Das geplante Windrad auf der Mottbruchhalde sorgt weiter für Diskussionen. Die Ratsfraktion Die Linke wirft der Steag und dem Kreis Recklinghausen vor, mit ihrem Vorgehen zur Bewilligung der Winkraftanlage das Vertrauen der Bürger in Demokratie und Behörden zu erschüttern.

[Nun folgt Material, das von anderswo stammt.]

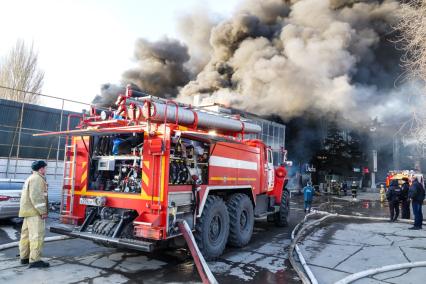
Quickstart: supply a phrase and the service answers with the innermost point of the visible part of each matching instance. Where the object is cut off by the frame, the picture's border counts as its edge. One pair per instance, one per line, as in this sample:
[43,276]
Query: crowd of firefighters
[403,190]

Es stehe zu befürchten, dass „der gesamtgesellschaftliche Schaden hierdurch größer ist, als die Profite einzelner Unternehmen“, schreibt Linke-Fraktionschef Olaf Jung in einer Stellungnahme mit Blick auf die Steag AG, die das Windrad beantragt hatte und in der vergangenen Woche vom Kreis genehmigt bekam. Die Vorgehensweise des Kreises sei bürgerunfreundlich und mache nachdenklich. Völlig unerklärlich sei die Anordnung des sofortigen Vollzugs. Da mache sich der Kreis „völlig unglaubwürdig“, heißt es.

Linke hält den Standort auf dem Haldentop für „total ungeeignet“

Die Partei hält den Standort auf dem Haldentop für „total ungeeignet“. Offensichtlich hätten die Planer, so Jung, „für die zweifelslos besonders leistungsstarke und technisch anspruchsvolle Anlage“ nicht den geeigneten Standort gefunden. Auf der Mottbruchhalde ließen sich jedenfalls die Pläne für die Halde als Teil der Internationalen Gartenausstellung 2027 (IGA) und der Bau einer Windkraftanlage „nicht zur Deckung bringen“. Auch eine mögliche Gewerbesteuereinnahme würde, so Jung, hinter dem Mehrwert eine Landmarke mit touristischer Nutzung zurückfallen.

Kritik äußert der Fraktionschef an den Grünen: Nur sie würden das Windrad als positives Symbol für einen geglückten Strukturwandel sehen. Der aber könne nur glücken, wenn die Bürger in eigener Verantwortung bestimmen könnten, wie die Stadt aussehen soll. Das habe man mit der „Werkstatt Haldenwelt“ angestrebt. Nun aber, so Jung, diktierten „die Erben der Kohlebaron“, wo in der Stadt Industrieanalgen zu errichten seien. „Das zeigt, dass die alten Machtstrukturen nach wie vor bestehen und der Strukturwandel noch in weiter Ferne liegt.“

Roland holte nicht die Zustimmung des Rates ein

Der Kreis weist innerhalb der Diskussion darauf hin, dass es sich bei der jetzt erteilten Genehmigung um ein neues Genehmigungsverfahren handel. Die Veränderungssperre im bisherigen Bebauungsplan sei gegenüber dem Antragsteller nicht mehr wirksam, heißt es zudem. Ferner verweist der Kreis darauf, dass die Zulassung der Windenergieanlage den Zielen der Regionalplanung entspreche.

Das Versagen des Einvernehmens durch die Stadt Gladbeck sei rechtswidrig, stellt die Kreisverwaltung weiterhin klar. Daher habe der Kreis das Einvernehmen ersetzen müssen, heißt es. Als Fehler haben Kritiker der Stadt ausgemacht, dass Bürgermeister Roland vor der Weigerung, das „gemeindliche Einvernehmen“ zu versagen, den Stadtrat weder informiert noch seine Zustimmung eingeholt habe.